NADA Dealership Financials: Good News, Bad News in Used Vehicles

March 10, 2020

As regular readers might know, I’ve been anxious to see the 2019 year-end dealership financials from the National Automobile Dealers Association (NADA).

My desire to see the year-end report owes to my ongoing concern that dealers are losing money in their used vehicle departments even as they retail higher numbers of more expensive vehicles. As some may recall, I was floored when NADA reported that the average retail net profit per used vehicle retailed ran -$2 in 2017.

I’m delighted to report that the 2019 year-end Dealership Financial Profile from NADA offers a less bleak picture.

NADA reports that the average retail net profit per used vehicle climbed to $14 in 2019, more than doubling the $6 in average retail net profit per used vehicle retailed that dealers achieved in 2018.

That’s the good news.

Now, let’s take a closer look at the bad news.

First, the $14 in average retail net profit per used vehicle retailed includes F&I income. Hence, it’s not really a true picture of whether dealers are selling cars, and making money, in their used vehicle departments themselves.

Second, if you separate the respective gross profit generated in the F&I and used vehicle departments, it’s like a tale of two cities.

Here’s a quick a look at each, and a take-away:

F&I Gross: In 2019, NADA’s financial data suggests dealers averaged a 75 percent penetration rate in F&I, up nearly 2 percent from 2018. In addition, the average dealer achieved an average of $1,421 in F&I gross on the vehicles that included F&I income—an increase of $55/vehicle from 2018’s total.

The F&I gains are all good. The reflect the fact that dealers are doing a better job presenting financing and insurance products to buyers, whether it’s online or in the showroom. And, better still, more buyers are saying “yes” when given the option to purchase, thanks at least in part to their desire to purchase and protect CPO vehicles.

Used vehicle gross: In 2019, NADA’s financial data says dealers sold an average of 15 more vehicles in 2019 compared to 2018 (735 vs 720, respectively). The average selling price also grew an average of $508/car.

Unfortunately, the front-end gross profit dealers earned from the sale of more expensive vehicles went the other direction. It diminished an average of $35/retail unit, to $952 in 2019 compared to $987 in 2018.

As I consider the tale-of-two-cities trend in F&I and used vehicle front-end gross profit, I have to ask why F&I seems to be doing just fine, while the actual sale of a used vehicle continues to be profit-troubling proposition for many dealers? And, if NADA reported the net profit of the used vehicle department on its own, what would that look like?

Fortunately, I get good answers to these questions every day.

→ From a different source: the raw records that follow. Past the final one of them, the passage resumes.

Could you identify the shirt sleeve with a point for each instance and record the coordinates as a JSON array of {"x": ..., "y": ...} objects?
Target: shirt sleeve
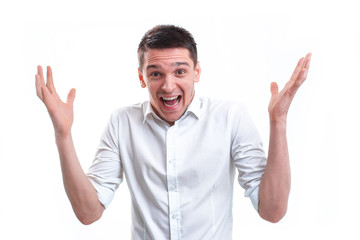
[
  {"x": 248, "y": 153},
  {"x": 106, "y": 171}
]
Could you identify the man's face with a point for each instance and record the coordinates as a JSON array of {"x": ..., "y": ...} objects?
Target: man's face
[{"x": 169, "y": 75}]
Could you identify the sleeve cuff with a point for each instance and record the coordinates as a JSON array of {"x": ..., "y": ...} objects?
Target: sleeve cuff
[
  {"x": 105, "y": 195},
  {"x": 254, "y": 197}
]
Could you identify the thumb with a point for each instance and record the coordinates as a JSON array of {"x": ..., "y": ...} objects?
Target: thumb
[
  {"x": 274, "y": 89},
  {"x": 71, "y": 96}
]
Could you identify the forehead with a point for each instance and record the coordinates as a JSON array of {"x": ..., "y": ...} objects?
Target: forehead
[{"x": 166, "y": 57}]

For example, there are dozens of dealers for whom the ongoing decline in front-end gross profit reflected in the NADA numbers has been reversed. These are dealers, like the Honda dealer I wrote about last week, who are seeing front-end gross profits increase rather than decline.

What’s the difference? The dealers are forgoing a calendar- or days-in-inventory-based strategy for managing their used vehicle inventories and, instead, working to maximize each vehicle’s net profit or return on investment.

These dealers are recognizing each vehicle’s investment potential from the moment they own a vehicle, and acting accordingly.

If it’s a poor investment, the car doesn’t get a standard mark-up and X number of days on the lot to perform. Instead, it’s priced to move fast so the dealer can redeploy the investment in a more profit-productive vehicle.

If it’s a good or great investment, the dealers are pricing the vehicle with an understanding that their investment has earned the right to deliver a positive return, and the asking price reflects this reality.

The shift to an investment value-based inventory management strategy also has profound and positive implications for the net profit the dealers achieve in their used vehicle department.

In the past year or two, many of these dealers have moved from either losing, or making less and less, net profit in their used vehicle departments to setting new records for departmental net profitability.

Perhaps a primary take-away for dealers should be this: If your own financials show the same tale of two cities in F&I and used vehicles as NADA, it’s time to take a closer look at the used vehicle side of the house.

Then, ask yourself, “How can I do a better job managing each used vehicle to deliver its net profit or investment return potential?”